Something like that. How else can I explain how my heart still leaped (though a trifle wearily) in response to this long-suspect look?
This
time it’s going to be all right, I found myself thinking, my evidence-defying mechanisms springing into automatic action, so that I found myself responding as if for the first time ever to this doomed euphoria.

“If I bring it off — and I
will
bring it off, I know I will — it’ll be the biggest scoop of the season. How long …? As long as it takes, is all I can tell you. I’m sorry, Clare, I’d tell you more if I could, but … well … there’s top-level stuff involved. Just don’t ask me about it.”

I hadn’t asked him about it, actually; I’m not such a fool, but I knew he liked to feel as if I had, so I didn’t argue.

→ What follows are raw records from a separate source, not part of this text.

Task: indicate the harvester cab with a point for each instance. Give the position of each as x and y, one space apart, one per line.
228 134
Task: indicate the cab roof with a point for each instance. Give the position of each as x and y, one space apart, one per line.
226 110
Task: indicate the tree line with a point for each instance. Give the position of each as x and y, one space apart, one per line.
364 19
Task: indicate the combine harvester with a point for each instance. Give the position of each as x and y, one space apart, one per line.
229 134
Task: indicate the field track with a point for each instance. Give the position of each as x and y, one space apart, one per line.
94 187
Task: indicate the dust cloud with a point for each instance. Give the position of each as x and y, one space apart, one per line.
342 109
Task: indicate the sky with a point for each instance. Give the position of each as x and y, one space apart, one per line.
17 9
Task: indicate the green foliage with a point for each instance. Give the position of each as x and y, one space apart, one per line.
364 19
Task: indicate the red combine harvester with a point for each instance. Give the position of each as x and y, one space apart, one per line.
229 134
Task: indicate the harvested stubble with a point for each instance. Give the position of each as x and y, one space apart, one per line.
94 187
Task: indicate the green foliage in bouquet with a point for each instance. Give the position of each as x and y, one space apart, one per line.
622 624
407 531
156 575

I didn’t argue about
anything
, in fact, during that final day or two — not even the fact that we should have started for the airport a good hour earlier than we did, to allow for the hold-up of traffic. Edwin loved starting late for things, working himself up, cursing the lumbering lines of vehicles ahead, hurling shafts of vindictive will-power at the traffic lights which only resulted (it seemed to me) in making the green one red. He loved the sense of battling through, of getting there by the skin of his teeth —
my
teeth on this occasion, since I was the one driving — and then, once at the airport, he would create a tight cocoon of urgency around him, pushing through queues, grabbing at luggage-trolleys, barking questions at passing airline staff, glaring suspiciously at announcement boards, checking them against his watch, and finally racing and pushing to beat the Last Call to Gate Something-or-other. He loved the feeling of having just made it, of having come off best in a battle with Time itself; of having caught the plane just before it managed to take off without him. A tycoonish, film star kind of a feeling, I suppose.

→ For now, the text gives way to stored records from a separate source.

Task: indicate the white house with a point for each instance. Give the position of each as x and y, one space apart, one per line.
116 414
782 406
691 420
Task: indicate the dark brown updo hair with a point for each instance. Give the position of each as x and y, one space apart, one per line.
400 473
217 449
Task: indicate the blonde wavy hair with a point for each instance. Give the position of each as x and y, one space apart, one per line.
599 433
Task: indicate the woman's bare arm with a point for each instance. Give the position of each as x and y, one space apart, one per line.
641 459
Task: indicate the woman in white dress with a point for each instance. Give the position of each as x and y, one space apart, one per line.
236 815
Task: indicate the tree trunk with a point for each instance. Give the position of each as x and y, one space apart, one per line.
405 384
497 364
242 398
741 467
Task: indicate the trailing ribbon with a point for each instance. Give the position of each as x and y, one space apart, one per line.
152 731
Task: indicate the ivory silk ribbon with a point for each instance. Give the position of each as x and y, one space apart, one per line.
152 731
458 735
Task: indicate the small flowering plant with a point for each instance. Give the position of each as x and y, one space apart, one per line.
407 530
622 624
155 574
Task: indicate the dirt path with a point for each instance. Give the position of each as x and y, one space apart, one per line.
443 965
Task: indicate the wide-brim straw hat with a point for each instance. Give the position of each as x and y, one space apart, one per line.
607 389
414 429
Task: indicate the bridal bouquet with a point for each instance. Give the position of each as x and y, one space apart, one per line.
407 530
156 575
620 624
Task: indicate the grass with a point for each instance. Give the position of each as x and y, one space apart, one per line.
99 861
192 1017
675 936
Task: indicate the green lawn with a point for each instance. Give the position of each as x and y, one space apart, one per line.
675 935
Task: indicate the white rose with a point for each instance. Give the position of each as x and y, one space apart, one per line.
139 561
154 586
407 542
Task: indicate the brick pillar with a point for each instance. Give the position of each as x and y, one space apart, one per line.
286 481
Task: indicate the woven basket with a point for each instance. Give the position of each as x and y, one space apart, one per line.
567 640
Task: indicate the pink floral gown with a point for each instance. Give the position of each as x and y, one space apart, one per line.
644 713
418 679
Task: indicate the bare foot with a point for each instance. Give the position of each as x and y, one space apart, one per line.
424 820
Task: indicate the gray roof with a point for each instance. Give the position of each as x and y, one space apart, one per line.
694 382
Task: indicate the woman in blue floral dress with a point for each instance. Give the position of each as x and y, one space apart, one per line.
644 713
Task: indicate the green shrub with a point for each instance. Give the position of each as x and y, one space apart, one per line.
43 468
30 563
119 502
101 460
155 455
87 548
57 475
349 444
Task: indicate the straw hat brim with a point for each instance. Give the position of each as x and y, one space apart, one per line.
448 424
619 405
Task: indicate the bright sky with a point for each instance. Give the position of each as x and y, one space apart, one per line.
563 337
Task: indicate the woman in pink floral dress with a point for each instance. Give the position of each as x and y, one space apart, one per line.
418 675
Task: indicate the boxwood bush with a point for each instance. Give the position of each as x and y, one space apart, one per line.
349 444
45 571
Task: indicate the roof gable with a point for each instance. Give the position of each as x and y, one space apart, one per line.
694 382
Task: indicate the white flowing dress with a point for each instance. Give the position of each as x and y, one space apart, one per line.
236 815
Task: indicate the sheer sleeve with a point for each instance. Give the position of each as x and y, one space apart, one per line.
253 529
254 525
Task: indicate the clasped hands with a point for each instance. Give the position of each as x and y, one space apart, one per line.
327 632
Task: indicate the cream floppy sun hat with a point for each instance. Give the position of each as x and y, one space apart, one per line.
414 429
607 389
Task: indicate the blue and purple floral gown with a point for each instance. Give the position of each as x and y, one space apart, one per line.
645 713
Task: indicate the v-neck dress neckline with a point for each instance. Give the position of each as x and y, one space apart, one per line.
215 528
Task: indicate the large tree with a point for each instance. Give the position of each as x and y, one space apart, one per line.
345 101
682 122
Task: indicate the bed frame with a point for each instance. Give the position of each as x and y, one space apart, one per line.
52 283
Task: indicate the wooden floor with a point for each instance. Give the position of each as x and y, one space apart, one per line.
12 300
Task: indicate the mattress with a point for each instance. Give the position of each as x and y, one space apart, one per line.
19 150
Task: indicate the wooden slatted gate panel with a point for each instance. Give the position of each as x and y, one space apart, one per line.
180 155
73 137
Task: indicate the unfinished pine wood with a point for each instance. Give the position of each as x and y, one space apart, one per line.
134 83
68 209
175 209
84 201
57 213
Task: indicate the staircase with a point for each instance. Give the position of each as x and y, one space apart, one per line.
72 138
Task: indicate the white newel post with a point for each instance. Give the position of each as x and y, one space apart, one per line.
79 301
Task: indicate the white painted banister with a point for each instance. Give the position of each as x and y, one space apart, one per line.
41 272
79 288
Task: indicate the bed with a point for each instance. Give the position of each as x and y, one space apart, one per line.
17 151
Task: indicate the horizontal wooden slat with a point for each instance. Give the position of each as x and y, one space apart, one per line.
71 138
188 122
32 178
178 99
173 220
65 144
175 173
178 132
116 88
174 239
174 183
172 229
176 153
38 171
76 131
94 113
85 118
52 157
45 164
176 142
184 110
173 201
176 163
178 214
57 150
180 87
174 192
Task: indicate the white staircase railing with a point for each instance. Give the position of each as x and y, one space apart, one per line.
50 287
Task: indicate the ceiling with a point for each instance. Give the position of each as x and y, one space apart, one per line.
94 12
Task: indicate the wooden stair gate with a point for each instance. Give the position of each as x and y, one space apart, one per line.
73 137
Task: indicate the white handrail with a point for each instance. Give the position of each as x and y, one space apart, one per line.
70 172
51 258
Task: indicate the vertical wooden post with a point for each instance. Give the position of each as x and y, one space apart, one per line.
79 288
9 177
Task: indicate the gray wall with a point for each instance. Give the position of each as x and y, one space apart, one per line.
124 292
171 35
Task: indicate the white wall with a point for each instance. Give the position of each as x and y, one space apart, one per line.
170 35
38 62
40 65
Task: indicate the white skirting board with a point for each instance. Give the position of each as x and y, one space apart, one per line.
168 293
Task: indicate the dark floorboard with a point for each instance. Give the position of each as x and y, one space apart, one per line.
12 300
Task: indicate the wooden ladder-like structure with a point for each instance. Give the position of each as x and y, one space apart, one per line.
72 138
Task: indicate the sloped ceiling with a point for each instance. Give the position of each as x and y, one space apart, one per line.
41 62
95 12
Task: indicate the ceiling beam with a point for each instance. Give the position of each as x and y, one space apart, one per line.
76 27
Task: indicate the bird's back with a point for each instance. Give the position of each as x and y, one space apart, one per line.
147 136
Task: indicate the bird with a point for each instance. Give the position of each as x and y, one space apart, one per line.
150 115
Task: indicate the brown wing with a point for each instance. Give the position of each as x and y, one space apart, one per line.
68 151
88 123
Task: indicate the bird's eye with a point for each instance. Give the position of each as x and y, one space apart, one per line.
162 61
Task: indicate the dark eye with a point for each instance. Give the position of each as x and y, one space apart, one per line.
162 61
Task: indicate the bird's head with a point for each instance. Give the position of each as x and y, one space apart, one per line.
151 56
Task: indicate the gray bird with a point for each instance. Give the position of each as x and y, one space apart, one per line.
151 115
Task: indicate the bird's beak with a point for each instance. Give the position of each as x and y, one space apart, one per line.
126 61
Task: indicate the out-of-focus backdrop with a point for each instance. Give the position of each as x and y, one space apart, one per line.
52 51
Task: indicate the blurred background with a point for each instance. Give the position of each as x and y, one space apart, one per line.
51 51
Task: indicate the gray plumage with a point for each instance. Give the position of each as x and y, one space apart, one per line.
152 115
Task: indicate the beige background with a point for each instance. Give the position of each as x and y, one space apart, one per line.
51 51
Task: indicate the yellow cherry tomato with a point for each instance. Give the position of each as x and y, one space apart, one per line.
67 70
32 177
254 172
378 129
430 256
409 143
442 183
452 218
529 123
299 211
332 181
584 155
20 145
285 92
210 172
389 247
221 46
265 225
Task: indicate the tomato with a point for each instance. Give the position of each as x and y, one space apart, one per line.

Of course, these days, more often than not, the ploy was frustrated by the plane being two or three hours late: and difficult
though it may be for any of us to get through these frustrating hours, it is even more difficult to
hurry
through them, which is what Edwin was always trying to do.

Can you wonder, then, that I was almost dancing towards the car park after seeing him off? Singing, too, as I wove my way among the snarls of traffic in blessed solitude — singing in my heart, and even aloud occasionally, as the sheer joy of Edwin not being there overcame me. Not there now, and not for days and days to come — a fortnight at least, from the look of things. A whole fortnight of not being nagged and criticised; of being able to do the hoovering without complaints about the bloody noise; of being able to
not
do the hoovering without remarks about crumbs on the carpet and the place looking like a pigsty!

And Jason, too, able to come and go at will, to bring friends in or not bring friends in … to invite them to stay for a meal … to stay overnight … to play records up in his room … to laugh loudly at silly jokes on the radio … to come out with off-the-cuff opinions about the Common Market or the ozone layer …

And me? I was going to have a once-in-a-lifetime holiday from endlessly pouring oil on eternally troubled waters.

What bliss!

That was all I thought, in those first euphoric hours: what bliss!